After another day mulling it over, I decide just to pay their “estimate”.  I log in again, select “make a payment” from the menu, and accept the amount of their bill.  I then enter my card details, only to find the next problem: it takes me to a “verified by visa” screen which spins for a moment, then tells me it’s timed out.  So that’s Schrödinger’s payment: I’ve no idea whether it’s succeeded until I see it (or not) on my card statement.  Or until EDF thank or chase me, but I’m not holding my breath for any sense from them!


Today I visited uswitch and fed a bunch of their numbers into a spreadsheet.  Looks as if Eon offer the best deal at my address, due to a much lower standing charge than anyone else.  Let’s hope I can switch and they prove less of a nightmare!

Posted on December 11, 2019, in rants. Bookmark the permalink. 6 Comments.

  1. Today an email disbelieving my meter reading!

    Not the gas, which is a long way below their “estimate” (surely nonsense – especially for a period that ended while the outside temperature was still comfortable). The problem is the electricity: my reading is too high to be credible!

    Erm, right, time for a reality check. EDF supplies UK households. I can google the UK household average, and my unrealistically high reading turns out to be under half of it. Their “estimate” is less than one thirtieth of it: my working hypothesis has always been that it’s based on the house’s historic usage while it was standing empty and on the market.

  2. As an industry insider, I concur with your working hypothesis. That sounds exactly like a conclusion that a fully automated system would reach.

    To your intent to “wait and see what happens”, I would strongly advise against that unless you don’t actually care what happens. You are a wheel. If you want to be greased, you need to squeak.

    Similarly with the payment, I would counsel action rather than inertia. Surely either EDF or your card provider gives you some way to check whether it’s been made or not?

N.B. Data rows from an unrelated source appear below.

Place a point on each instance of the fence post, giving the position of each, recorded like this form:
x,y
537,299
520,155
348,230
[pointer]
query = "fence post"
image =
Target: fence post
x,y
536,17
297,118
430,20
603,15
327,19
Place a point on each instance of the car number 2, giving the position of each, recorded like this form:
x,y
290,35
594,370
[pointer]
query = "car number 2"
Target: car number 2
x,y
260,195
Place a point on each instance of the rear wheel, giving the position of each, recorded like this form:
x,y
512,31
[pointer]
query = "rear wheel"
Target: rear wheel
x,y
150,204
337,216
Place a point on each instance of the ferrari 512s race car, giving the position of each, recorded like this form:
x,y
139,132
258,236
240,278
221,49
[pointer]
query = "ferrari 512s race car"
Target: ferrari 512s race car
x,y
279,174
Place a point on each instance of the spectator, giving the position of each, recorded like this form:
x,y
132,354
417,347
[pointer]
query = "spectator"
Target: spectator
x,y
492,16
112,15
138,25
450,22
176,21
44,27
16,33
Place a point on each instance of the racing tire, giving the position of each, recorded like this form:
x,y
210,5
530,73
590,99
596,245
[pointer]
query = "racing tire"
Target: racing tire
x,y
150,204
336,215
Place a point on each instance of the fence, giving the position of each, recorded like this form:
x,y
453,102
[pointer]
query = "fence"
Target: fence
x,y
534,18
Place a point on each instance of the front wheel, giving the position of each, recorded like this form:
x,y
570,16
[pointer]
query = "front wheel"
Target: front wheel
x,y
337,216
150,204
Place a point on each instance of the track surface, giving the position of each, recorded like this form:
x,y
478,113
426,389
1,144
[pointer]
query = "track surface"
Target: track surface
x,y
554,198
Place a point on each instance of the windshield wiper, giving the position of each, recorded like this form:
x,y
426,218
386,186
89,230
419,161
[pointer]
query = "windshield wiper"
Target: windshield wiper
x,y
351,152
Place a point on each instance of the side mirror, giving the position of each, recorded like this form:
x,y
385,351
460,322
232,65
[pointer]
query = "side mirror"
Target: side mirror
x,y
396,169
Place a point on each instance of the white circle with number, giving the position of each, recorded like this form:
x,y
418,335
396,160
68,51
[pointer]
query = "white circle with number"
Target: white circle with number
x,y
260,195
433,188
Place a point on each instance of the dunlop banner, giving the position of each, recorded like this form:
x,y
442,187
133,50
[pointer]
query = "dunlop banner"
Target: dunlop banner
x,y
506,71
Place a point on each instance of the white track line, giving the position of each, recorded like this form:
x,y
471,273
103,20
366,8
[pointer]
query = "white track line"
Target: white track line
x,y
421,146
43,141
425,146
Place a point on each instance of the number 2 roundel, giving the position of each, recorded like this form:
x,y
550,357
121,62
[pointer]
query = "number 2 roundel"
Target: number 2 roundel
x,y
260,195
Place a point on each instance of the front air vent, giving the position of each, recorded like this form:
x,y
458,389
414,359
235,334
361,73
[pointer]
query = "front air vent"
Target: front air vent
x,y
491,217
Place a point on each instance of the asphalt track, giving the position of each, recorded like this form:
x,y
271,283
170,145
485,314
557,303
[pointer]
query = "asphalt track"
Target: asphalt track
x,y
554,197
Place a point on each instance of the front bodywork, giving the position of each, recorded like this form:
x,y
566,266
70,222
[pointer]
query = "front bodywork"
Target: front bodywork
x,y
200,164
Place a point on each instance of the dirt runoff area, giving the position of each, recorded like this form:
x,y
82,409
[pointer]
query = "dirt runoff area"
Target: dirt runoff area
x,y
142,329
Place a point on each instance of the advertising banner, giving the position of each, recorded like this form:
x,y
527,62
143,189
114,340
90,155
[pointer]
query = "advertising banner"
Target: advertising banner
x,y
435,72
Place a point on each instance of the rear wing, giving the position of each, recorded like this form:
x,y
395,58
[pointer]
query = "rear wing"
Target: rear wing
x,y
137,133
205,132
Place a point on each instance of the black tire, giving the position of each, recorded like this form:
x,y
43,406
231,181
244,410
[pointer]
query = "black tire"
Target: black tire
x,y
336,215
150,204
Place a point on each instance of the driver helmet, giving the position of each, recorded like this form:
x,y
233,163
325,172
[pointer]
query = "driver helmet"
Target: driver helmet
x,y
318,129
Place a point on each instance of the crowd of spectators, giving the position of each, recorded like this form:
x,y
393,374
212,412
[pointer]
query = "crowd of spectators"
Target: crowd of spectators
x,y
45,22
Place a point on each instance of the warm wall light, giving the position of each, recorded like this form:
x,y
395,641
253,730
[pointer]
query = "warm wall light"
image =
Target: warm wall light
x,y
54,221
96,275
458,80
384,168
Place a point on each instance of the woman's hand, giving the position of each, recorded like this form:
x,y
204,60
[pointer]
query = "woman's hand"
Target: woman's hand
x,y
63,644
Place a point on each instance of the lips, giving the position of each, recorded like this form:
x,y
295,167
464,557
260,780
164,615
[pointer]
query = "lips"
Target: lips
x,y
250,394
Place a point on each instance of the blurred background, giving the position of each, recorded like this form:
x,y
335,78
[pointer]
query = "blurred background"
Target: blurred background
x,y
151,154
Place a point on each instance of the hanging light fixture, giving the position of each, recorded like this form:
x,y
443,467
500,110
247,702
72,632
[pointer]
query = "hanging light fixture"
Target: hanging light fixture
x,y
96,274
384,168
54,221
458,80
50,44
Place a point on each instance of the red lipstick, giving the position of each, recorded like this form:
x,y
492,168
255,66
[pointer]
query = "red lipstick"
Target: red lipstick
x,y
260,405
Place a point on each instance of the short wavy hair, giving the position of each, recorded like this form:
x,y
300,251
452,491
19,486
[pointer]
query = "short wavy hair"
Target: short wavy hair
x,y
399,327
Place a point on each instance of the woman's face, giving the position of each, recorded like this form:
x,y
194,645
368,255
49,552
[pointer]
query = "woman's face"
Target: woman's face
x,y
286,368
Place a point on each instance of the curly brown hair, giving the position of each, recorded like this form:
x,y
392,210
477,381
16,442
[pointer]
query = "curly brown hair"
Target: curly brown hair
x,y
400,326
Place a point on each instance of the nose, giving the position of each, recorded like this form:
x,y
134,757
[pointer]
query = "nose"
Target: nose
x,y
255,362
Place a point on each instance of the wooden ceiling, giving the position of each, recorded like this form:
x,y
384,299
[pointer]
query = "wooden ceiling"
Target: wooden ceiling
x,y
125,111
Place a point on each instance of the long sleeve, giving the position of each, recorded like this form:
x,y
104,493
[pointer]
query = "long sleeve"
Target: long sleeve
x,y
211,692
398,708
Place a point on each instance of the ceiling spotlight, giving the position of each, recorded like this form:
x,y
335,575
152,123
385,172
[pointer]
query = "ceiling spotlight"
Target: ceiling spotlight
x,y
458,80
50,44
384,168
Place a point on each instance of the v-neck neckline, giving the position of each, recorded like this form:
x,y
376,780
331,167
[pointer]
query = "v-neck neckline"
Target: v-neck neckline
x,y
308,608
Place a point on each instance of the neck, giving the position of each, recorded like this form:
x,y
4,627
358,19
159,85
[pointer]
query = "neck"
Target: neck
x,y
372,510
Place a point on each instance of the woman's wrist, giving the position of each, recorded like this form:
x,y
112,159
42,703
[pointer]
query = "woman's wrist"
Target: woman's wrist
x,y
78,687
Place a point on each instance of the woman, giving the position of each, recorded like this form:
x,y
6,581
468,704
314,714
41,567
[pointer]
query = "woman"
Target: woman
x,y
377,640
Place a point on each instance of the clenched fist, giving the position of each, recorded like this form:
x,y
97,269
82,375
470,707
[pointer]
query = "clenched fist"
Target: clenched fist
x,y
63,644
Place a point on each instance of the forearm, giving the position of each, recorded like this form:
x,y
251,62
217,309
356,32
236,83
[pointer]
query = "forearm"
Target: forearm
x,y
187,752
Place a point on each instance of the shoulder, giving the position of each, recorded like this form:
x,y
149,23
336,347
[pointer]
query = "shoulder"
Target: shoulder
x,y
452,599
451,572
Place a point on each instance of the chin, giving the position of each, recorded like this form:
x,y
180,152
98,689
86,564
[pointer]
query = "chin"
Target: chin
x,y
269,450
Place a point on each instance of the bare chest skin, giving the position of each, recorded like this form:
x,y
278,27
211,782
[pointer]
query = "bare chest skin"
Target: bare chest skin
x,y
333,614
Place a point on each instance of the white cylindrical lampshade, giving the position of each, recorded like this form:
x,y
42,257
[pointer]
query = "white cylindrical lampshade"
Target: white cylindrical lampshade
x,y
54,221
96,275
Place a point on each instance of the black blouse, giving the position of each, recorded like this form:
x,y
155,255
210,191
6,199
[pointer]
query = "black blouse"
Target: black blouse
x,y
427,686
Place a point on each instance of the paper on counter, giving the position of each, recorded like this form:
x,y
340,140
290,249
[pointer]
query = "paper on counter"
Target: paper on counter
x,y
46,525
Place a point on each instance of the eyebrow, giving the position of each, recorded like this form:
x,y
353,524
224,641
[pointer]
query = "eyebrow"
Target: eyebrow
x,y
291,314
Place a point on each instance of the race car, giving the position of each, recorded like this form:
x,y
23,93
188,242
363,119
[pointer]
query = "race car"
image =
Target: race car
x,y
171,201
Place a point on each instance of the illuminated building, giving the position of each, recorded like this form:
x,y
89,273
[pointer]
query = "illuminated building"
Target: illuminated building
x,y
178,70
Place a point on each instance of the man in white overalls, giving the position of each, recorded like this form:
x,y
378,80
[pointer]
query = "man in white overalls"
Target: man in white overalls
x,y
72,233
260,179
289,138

    Email – simply doesn’t work, as a medium for communication between customers and companies. Companies have long since found that maintaining a single published email address simply loads them with (1) lots and lots of spam, and (2) so many random unsorted and unstructured complaints, comments, compliments, requests, observations, jokes, insults, spear phishes, viruses, emails sent in error, CCs – that you have to employ a whole team of people just to sort through them and figure out which department, if any, to forward them to. Basically, no company I do business with even maintains a “general purpose” mailbox any more.

    And using it the other way – from company to customer – is only marginally better. Given the license, not one of them can resist the temptation to spam.

  3. Re: payment. Today being one week on, I intend to check the card statement (which I do more-or-less trust) to see if payment has indeed been taken.

    If it hasn’t, I may be stumped! The timeout was so quick there was still a broken (not-yet-loaded) box in the page – probably some kind of logo.

  4. Tried payment again today, since it doesn’t appear on my card statement. And it’s now an adjusted bill with my current readings. Not my moving-in readings, but the difference there is trivial and in my favour, so not one to lose too much sleep, or hair, over.

    Same thing happened. Timeout within seconds of hitting the “pay” button (with all card details).

    So I tried another card. My mastercard – as opposed to my visa card. That got further: it sent me a confirmation code by text message, but when I entered the code it once again says timeout. Looks like that one’s failed too.

    It really looks like they don’t want me to be able to pay! They’ve got a snail-mail address (and it’s freepost), but I’m not sure I’ve still got a chequebook.

  5. Blogging “Winners and Losers” reminds me to follow up this story.

    My switch from EDF to Eon is now complete. There’s more nonsense over meter readings (apparently industry practice now is to maintain a very nebulous relationship with actual usage), but I CBA to post full gory details.